I'm a little unclear on the behavioral consequences of 'utility function uncertainty' as opposed to the more usual empirical uncertainty. Technically, it is an empirical question, but what does it mean to act without having perfect confidence in your own utility function?
but what does it mean to act without having perfect confidence in your own utility function?
If you look at utility functions as actual functions (not as affine equivalence classes of functions) then that uncertainty can be handled the usual way.
Suppose you want to either maximise u (the number of paperclips) or -u, you don't know which, but will find out soon. Then, in any case, you want to gain control of the paperclip factories...
I'm soon going to go on a two day "AI control retreat", when I'll be without internet or family or any contact, just a few books and thinking about AI control. In the meantime, here is one idea I found along the way.
We often prefer leaders to follow deontological rules, because these are harder to manipulate by those whose interests don't align with ours (you could say the similar things about frequentist statistics versus Bayesian ones).
What about if we applied the same idea to AI control? Not giving the AI deontological restrictions, but programming with a similart goal: to prevent a misalignment of values to be disastrous. But who could do this? Well, another AI.
My rough idea goes something like this:
AI A is tasked with maximising utility function u - a utility function which, crucially, it doesn't know yet. Its sole task is to create AI B, which will be given a utility function v and act on it.
What will v be? Well, I was thinking of taking u and adding some noise - nasty noise. By nasty noise I mean v=u+w, not v=max(u,w). In the first case, you could maximise v while sacrificing u completely, it w is suitable. In fact, I was thinking of adding an agent C (which need not actually exist).

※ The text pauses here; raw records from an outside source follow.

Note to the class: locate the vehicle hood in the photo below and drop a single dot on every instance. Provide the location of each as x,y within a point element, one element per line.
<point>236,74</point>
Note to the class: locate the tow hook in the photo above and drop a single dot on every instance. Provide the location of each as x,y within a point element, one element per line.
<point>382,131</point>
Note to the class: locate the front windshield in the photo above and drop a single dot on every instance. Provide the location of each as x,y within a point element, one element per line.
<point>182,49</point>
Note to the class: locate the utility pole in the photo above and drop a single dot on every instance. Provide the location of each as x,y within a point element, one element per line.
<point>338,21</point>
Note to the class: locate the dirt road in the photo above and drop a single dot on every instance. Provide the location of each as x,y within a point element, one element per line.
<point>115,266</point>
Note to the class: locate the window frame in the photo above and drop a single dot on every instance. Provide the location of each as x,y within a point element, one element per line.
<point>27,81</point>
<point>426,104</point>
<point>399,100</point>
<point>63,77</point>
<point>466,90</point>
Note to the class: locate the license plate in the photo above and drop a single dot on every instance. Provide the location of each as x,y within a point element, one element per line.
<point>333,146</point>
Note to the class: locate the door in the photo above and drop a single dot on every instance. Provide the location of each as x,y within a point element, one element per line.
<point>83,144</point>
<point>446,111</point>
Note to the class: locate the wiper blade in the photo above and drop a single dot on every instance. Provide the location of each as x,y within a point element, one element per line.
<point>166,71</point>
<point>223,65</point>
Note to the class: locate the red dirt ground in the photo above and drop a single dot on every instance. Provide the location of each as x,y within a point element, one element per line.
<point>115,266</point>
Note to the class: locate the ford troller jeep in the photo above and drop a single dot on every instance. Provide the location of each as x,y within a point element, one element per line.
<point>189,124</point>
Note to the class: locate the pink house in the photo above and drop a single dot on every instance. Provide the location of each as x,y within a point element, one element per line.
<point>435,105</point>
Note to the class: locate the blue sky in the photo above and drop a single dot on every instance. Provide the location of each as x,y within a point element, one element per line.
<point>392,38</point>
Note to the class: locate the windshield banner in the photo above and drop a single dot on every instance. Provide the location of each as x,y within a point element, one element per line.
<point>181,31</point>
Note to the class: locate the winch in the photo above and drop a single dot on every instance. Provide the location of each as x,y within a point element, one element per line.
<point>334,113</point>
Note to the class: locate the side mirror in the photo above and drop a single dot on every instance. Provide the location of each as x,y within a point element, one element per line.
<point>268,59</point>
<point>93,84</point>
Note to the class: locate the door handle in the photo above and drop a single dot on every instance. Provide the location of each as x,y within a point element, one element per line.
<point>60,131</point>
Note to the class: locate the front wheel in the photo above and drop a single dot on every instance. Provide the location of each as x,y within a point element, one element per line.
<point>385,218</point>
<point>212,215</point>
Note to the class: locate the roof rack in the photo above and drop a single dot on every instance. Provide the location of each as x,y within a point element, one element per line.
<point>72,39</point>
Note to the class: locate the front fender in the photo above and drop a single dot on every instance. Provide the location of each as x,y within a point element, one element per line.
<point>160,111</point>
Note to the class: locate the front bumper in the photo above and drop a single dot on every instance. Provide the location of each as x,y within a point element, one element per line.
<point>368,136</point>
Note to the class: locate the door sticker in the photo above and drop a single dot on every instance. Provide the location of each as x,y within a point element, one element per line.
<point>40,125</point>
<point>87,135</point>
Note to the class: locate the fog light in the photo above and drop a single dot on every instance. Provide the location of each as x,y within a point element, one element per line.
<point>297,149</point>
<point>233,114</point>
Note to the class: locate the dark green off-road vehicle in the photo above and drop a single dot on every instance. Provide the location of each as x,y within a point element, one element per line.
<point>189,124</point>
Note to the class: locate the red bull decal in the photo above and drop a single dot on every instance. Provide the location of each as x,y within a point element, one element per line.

It would be motivated to maximise -u, and it would have the code of B and the set of u+noise, and would choose v to be the worst possible option (form the perspective of a u-maximiser) in this set.
So agent A, which doesn't know u, is motivated to design B so that it follows its motivation to some extent, but not to extreme amounts - not in ways that might sacrifice some of the values of some sub-part of its utility function, because that might be part of the original u.
Do people feel this idea is implementable/improvable?